The football game was especially exciting, not just because of the high emotions during this very close game that either team could have won in the last seconds, or because of the energy of the crowd, and the pumping music, but the entire experience was new for all of us. It was entertaining, exciting and different.

I can’t remember the last time I jumped up with my arms in the air, high-fiving strangers sitting next to me, and cheering like it was my job. Dancing around in my seat to the music, laughing at the antics of fans caught on camera and projected onto the high-definition video boards, and the feeling of pride and welling of tears and emotion while listening to the singing of the national anthem as fireworks shot overhead – what an experience to share with thousands of others!
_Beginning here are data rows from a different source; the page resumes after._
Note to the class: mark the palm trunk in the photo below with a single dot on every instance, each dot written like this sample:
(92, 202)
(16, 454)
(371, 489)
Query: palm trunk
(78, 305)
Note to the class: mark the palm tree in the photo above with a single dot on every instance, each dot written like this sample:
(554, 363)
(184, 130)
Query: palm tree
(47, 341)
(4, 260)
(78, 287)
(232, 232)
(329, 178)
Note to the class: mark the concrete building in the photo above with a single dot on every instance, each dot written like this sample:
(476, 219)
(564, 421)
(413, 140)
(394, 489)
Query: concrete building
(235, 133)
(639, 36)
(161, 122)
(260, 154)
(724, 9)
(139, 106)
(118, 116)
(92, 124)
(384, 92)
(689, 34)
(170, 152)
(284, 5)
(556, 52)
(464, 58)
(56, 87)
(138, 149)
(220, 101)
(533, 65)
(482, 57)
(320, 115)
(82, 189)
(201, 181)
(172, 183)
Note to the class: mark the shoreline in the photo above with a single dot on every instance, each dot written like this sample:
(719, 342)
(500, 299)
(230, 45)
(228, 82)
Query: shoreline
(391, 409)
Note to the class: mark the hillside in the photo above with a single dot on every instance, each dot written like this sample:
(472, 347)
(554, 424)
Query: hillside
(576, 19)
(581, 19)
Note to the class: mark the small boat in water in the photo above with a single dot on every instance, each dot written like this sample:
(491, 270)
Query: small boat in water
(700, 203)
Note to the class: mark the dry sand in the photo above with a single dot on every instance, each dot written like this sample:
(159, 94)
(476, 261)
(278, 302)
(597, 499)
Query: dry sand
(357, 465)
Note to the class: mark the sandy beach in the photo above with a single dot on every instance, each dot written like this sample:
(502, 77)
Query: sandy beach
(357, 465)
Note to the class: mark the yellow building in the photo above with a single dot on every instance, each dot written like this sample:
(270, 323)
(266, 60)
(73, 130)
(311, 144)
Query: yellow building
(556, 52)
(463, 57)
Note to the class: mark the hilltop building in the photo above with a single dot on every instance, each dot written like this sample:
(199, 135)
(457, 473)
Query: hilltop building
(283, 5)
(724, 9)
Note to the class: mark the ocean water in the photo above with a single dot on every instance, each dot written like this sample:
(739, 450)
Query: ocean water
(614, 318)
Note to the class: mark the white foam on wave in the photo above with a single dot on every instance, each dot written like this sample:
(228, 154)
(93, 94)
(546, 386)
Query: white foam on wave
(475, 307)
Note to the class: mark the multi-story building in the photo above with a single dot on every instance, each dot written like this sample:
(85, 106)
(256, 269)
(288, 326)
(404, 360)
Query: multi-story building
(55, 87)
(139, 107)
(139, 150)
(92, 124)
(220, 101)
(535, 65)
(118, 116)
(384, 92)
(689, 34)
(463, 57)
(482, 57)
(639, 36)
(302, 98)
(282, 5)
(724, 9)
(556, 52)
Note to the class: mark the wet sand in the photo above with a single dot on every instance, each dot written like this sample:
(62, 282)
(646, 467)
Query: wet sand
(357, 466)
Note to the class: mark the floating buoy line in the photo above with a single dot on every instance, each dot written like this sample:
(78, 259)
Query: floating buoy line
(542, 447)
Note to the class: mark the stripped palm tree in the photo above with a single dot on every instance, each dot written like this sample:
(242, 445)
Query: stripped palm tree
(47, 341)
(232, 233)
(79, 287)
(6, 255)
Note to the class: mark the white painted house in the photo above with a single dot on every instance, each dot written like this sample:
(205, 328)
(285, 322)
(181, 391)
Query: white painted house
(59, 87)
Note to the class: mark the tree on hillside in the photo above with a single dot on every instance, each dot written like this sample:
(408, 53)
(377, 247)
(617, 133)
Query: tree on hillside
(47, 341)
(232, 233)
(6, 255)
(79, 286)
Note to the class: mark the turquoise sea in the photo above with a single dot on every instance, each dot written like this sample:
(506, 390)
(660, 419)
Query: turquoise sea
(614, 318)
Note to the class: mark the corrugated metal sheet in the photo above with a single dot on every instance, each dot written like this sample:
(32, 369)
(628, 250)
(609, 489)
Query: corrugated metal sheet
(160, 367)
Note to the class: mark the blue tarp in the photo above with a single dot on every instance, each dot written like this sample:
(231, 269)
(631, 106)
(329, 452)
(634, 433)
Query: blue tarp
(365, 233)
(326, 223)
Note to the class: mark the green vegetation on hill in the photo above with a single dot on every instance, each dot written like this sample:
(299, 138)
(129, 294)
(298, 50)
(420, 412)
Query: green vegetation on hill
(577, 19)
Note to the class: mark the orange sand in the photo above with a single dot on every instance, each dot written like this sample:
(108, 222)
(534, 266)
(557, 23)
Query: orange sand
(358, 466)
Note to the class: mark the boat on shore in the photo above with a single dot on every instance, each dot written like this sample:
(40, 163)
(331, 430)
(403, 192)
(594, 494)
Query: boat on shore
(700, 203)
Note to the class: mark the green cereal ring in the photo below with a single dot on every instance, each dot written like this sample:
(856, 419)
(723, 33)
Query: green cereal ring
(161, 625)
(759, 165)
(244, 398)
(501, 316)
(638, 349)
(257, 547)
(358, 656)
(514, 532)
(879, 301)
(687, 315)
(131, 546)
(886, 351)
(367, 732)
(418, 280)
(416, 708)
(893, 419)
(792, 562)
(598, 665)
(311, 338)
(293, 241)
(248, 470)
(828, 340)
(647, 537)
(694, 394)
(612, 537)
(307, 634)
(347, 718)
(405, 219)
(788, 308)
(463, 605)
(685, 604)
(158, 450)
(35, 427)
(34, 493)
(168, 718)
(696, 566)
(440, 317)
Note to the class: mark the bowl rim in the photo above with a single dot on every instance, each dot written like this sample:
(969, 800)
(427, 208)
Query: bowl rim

The energy in that stadium was palpable, for lasted for more than 3 hours.

We talked to so many different people walking to the stadium, in the stadium, even after the game at a restaurant – the fact that we wore different team shirts and hats, me supporting Carolina and my family wearing New York Giants, really brought out the good-natured comments from others and we happily joined right in.

In my Corporate days I remember going weeks and months doing the same old things. Working too many hours during the week, and sometimes over the weekend, feeling exhausted and spending any free time doing the necessary things like laundry, cleaning, cooking, and shopping. Nothing fun, no variety. No wonder I was miserable.

Now, I intentionally look for new things to try and in addition to local weekend events and activities, I highly recommend travel. Traveling is a great way to put some variety into your life, especially if you’ll be going to a new locale, meeting new people, and experiencing a different culture with different activities, foods, and customs.

Over the past five years I’ve been to Guatemala, England, Hawaii, Arizona and California – all for the first time. Each place was unique in its offerings and the experiences I had. My comfort zone was stretched to its limit, and it was extremely challenging at times, but I grew exponentially with each trip, bringing back knowledge and new awareness and insights that benefit me personally and to share with and help my business clients.